IRWIN Specialised Craft was designed to complete four general mission types:

  • Short Notice and/or Emergency Response Transportation for Scientific Expeditions or Medical Personnel.
  • Act as a Base of Operations (orbital or landed) for Scientific Expeditions or Medical Response.
  • Transport personnel, intact experiment and/or cargo modules.
  • Perform tactical missions such as intelligence gathering (scouting), covert insertion/extraction of personnel, act as a deterrent of threatening situations, etc.


MODULES

  • Surgical unit
  • Triage & decontamination unit,
  • Emergency trauma room
  • Area for placing bio-litters with wounded patients
  • Seating area for walking wounded
  • Small section for the medical staff
  • Industrial replicator
  • Emergency Medical supplies storage unit


Designated Pilot: Ensign Glenn Cogshell

Flight crew: 1 Flt. Surgeon, 1 Surgical Specialist, 3 Nurses (1-Traige (Head Nurse), 1 Surgical, and 1 Trauma Emergencies, 4 Medtechs, 1 Med Security Officer


DEDICATION


It is dedicated to the Australian Hospital Ship AHS Centaur of WWll


AHS Centaur was a hospital ship which was attacked and sunk by a Japanese submarine off the coast of Queensland, Australia, on 14 May 1943. Of the 332 medical personnel and civilian crew aboard, 268 were killed. The majority of the 332 aboard died in the attack; the 64 survivors

had to wait for 36 hours before they were rescued. The attack resulted in public outrage as it was considered to be a war crime.

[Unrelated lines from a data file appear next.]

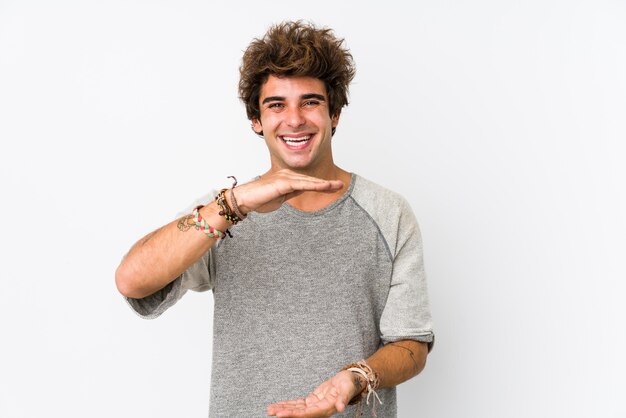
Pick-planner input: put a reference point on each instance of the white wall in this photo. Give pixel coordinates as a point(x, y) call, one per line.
point(502, 122)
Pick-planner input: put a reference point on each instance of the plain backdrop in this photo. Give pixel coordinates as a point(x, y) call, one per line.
point(502, 123)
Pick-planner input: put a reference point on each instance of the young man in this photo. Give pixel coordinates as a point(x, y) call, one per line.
point(320, 295)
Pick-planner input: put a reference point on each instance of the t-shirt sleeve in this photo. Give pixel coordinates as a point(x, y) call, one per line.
point(407, 311)
point(197, 277)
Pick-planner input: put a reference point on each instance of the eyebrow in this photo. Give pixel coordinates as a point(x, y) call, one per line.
point(303, 97)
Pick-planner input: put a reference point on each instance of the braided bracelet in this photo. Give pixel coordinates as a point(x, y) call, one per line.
point(364, 369)
point(231, 216)
point(238, 212)
point(206, 228)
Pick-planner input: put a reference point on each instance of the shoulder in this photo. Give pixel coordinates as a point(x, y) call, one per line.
point(389, 210)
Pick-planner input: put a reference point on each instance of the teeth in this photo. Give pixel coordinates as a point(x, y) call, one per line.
point(296, 140)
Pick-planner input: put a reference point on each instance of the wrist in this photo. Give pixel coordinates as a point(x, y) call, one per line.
point(359, 386)
point(236, 199)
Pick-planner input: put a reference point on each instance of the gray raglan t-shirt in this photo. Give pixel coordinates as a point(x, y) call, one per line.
point(298, 295)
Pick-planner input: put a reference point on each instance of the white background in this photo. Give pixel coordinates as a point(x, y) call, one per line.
point(502, 122)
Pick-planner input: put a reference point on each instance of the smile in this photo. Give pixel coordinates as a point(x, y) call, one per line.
point(295, 141)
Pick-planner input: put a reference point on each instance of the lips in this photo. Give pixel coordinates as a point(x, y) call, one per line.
point(296, 142)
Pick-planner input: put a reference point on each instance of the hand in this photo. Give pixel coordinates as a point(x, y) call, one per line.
point(330, 397)
point(272, 190)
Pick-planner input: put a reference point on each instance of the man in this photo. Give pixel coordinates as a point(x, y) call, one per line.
point(320, 295)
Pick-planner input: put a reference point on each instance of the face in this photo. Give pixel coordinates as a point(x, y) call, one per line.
point(296, 123)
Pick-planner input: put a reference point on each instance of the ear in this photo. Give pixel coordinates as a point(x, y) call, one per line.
point(256, 126)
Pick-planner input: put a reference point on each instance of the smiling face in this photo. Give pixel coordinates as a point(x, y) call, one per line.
point(296, 124)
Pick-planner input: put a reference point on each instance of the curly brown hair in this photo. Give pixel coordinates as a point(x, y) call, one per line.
point(296, 49)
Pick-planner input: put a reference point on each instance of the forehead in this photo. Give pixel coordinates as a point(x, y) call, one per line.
point(291, 87)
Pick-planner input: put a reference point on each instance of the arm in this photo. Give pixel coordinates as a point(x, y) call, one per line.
point(394, 363)
point(161, 256)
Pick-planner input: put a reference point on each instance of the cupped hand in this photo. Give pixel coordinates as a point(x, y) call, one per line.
point(272, 190)
point(330, 397)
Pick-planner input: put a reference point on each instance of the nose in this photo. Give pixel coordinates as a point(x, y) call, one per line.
point(294, 116)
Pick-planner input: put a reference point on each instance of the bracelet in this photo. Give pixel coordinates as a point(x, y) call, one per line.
point(205, 227)
point(231, 216)
point(373, 382)
point(238, 212)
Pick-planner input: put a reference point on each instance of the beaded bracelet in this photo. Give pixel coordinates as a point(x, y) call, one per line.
point(231, 216)
point(206, 228)
point(364, 369)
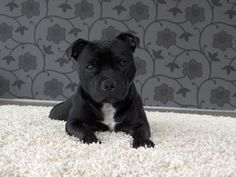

Protests were made by the Australian and British governments to Japan and efforts were made to discover the people responsible so they could be tried at a war crimes tribunal. Despite this, it was not until the 1970s that identity of the attacking submarine, I-177, became public.


The reason for the attack is unknown, and the events surrounding the sinking of Centaur are controversial because it has been attested that she may have been in breach of the international conventions that should have protected her.


The single greatest loss of life resulting from a submarine attack in Australian waters occurred off Point Lookout on 14 May 1943 when the hospital ship AHS Centaur was sunk by a Japanese submarine.